Saturday, May 12, 2018

Massive Change Looms for Kindred


Strange Tony,

Kindred Healthcare's sellout to Humana and two financial rapscallions looked traumatic enough for dedicated employees.  The deal involved splitting Kindred, a company cobbled together in early 2015.  It also drove a knife through Kindred's strategic vision of a one-stop shop for post acute healthcare services.

Executives and conflicted Board members defended the deal.with:

The structure was developed based on extensive work with investment bankers and other advisors who have experience with similarly complex transactions.  It was determined that a structure with two companies owned by a group of investment partners would yield the most optimal result for our employees executives, our patients and our stockholders..

Investment bankers, other advisors and our new owners charge fees for advising and executing the deal.  Kindred executives could release the total amount of these fees, which will dwarf the paltry $4.4 million the company paid for employee retirement benefits in 2017.  This "optimal result for employees" includes no changes to base salaries or pay rates after the transaction close.

The first challenge is trashing Kindred's strategic vision..


The next challenge arises from purchase of Curo Health Services, the second complex deal announced by Humana and its financial rapscallion partners.  Our new owners like Curo's "highly capable management team and a tech-enabled, centralized model for hospice care."



The double merged company "will leverage data and analytics to measure and advance evidence-based clinical outcomes for patients and seamlessly coordinate the transition from home care, to in-home palliative care, and thoughtfully into hospice."

Curo does not have home health.  Its systems are hospice only.  Curo employees suffered under financial rapscallion owners GTCR and Thomas Lee Partners.  Curo's systems measure financial performance in order to give their private owners the cash they desire. 

Our consortium ownership wants Kindred at Home to grow EBITDA, which is the basis for Humana to buy out its partners in future years.  Our owners may pull out chunks of company cash along the way.  It's what financial rapscallions do. 

Curo has more hospice locations, 245 vs 178 for Kindred.  There will be huge overlap in some markets and new owners normally salivate over slashing redundant expenses while keeping all the revenue.  Flashback to Gentiva's buyout of Harden Healthcare in 2014:

Harden-related synergies are expected to be approximately $28 million by 2015. This includes approximately $16 million from the elimination of overlapping corporate costs, and the remainder from the consolidation of regional area and branch organizations, as well as other cost-savings initiatives

Gentiva butchered the integration with Harden Healthcare's hospice sites.  Hospices aren't puzzles that can be casually disassembled, combined and reassembled.  When service suffers patients and referral sources notice. If service gets bad enough they switch their preferred hospice.  Employees can do likewise.

Curo's hospices are less than half the size of Kindred's on an average revenue basis.  For the year ended 9-30-17 Curo averaged $2 million in revenue per hospice vs. Kindred's $4.1 million. 

Merging Kindred at Home's 178 hospices into Curo is a huge challenge, especially as it's hot on the heels of the Kindred split.  Curo encompasses eight hospice brands, while Kindred at Home still has a smattering of various home health and hospice brands.

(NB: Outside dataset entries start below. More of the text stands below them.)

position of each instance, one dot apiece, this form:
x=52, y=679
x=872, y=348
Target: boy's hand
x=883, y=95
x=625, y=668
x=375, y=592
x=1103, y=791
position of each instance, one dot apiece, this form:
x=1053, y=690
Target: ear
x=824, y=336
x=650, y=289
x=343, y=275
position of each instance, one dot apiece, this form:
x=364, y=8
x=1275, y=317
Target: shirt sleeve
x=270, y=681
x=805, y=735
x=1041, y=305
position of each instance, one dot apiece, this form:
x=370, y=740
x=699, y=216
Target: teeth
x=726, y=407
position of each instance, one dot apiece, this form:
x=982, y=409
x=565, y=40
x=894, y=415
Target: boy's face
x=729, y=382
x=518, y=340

Over time Humana will want brand harmony.  What's a potential solution to Curo/Kindred's brand proliferation?




Con may be appropriate for our new ownership group.  How much Viva will they bring employees?

Anonymous (soon to be Curo'ed)

1 comment:

  1. It has been seven months since the deal closed. Curo is a horrible hospice operator. There is nothing thoughtful about them. Humana forced Homecare Homebase onto our hospice and it is clear neither Curo or HCHB know what they are doing. So far Homecare Homebase is a poor hospice EMR and even poorer payroll system. We've had seven months of chaos. Employees have been conned.